1. KAPITEL
Ich hätte es nicht tun sollen, dachte Jaime, als sie in dem elegant ausgestatteten Raum wartete, der so gar nicht den allgemeinen Vorstellungen von einem Büro entsprach.
Doch trotz der üppigen Chiffonvorhänge vor den hohen Fenstern, der Seidentapeten und der Originalgemälde berühmter Maler war es das Arbeitszimmer von Catriona Redding, der erfolgreichen Romanschriftstellerin.
Jaime atmete tief ein und aus.
Schon allein der Schreibtisch, auf dem Unterlagen, Bücher, Bleistifte und Kugelschreiber herumlagen, war bestimmt ein kleines Vermögen wert. Wie Jaime wusste, schrieb Catriona Redding ihre Manuskripte mit der Hand, was in diesem lichtdurchfluteten Raum mit Ausblick auf den Swimmingpool und die herrliche Copperhead Bay im Hintergrund bestimmt viel angenehmer war, als am Computer zu arbeiten.
Jaime war auf die Bermudas gekommen, um sich bei der Autorin vorzustellen. Obwohl Catrionas Agent in London gemeint hatte, Jaime sei für den Job geeignet, lag die endgültige Entscheidung bei Catriona selbst.
Während sie das Zimmer betrachtete, überlegte sie, ob man sie vielleicht absichtlich warten ließ, um sie einzuschüchtern. Sie wusste viel zu wenig über die Frau, der sie jetzt begegnen würde, und ihre Zweifel wurden immer größer.
Was erhoffe ich mir eigentlich davon? fragte Jaime sich. Sie war Dozentin für Englisch und an selbstständiges Arbeiten gewöhnt. Wollte sie wirklich Catriona Reddings Sekretärin spielen, wenn auch nur vorübergehend?

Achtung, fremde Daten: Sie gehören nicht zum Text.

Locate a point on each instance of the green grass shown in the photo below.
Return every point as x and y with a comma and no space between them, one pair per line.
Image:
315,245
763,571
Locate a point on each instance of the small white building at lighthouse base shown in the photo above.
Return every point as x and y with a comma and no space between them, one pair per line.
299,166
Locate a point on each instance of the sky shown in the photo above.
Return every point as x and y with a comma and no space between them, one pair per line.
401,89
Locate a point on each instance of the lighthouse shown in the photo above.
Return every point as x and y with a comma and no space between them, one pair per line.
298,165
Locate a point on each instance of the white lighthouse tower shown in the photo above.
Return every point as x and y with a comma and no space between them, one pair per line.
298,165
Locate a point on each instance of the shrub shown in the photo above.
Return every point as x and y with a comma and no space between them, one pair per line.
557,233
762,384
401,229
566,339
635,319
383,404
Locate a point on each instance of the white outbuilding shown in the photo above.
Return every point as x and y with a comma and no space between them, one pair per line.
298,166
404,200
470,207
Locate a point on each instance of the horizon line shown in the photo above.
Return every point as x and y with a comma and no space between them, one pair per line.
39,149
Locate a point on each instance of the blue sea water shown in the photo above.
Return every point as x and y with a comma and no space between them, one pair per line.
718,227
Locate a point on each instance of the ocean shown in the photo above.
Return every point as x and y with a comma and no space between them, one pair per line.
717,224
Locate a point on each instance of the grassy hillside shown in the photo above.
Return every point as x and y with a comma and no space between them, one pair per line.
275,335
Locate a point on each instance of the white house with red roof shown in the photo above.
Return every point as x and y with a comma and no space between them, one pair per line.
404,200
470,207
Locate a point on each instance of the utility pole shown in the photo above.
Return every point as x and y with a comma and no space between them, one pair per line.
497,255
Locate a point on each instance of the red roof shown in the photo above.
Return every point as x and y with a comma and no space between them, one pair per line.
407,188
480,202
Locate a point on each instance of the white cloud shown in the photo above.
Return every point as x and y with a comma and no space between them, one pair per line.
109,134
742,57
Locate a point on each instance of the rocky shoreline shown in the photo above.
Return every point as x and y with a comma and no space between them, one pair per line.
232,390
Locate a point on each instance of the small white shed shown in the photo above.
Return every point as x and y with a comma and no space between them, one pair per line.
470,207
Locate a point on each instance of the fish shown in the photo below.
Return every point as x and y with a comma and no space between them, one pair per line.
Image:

Ja, natürlich, denn ich will Catriona Redding kennenlernen und die Beweggründe für ihr Handeln von damals herausfinden, beantwortete sie sich die Frage selbst.
In London hatte man Jaime erklärt, Catriona Redding würde sich unmittelbar nach dem Vorstellungsgespräch entscheiden, ob sie sie zwei Wochen zur Probe einstellen wolle oder nicht. Deshalb hatte man Jaime empfohlen, vorsichtshalber alles mitzubringen, was sie für einen zweiwöchigen Aufenthalt benötigen würde. Sie hatte den Rat befolgt.
Nach dem relativ langen Flug zu den Bermudas fühlte sie sich plötzlich so müde, als wäre es bereits Mitternacht. Dabei war es hier erst später Nachmittag. Wahrscheinlich musste sie nur gut und lange schlafen, dann würde es ihr schon wieder viel besser gehen, und die Zweifel, mit denen sie sich auf einmal herumquälte, wären verschwunden.
Ein Geräusch von draußen schreckte sie aus den Gedanken auf. Durch die angelehnte Terrassentür hörte sie das Wasser im Swimmingpool plätschern. Am liebsten wäre Jaime aufgestanden und hätte hinausgeschaut. Sie blieb jedoch sitzen, weil sie befürchtete, Catriona Redding würde jeden Augenblick hereinkommen, und sie wollte nicht neugierig wirken. Sie durfte nicht vergessen, dass sie nur zu einem Vorstellungsgespräch hier war. Es wäre bestimmt unklug, gleich zu Anfang alles aufs Spiel zu setzen.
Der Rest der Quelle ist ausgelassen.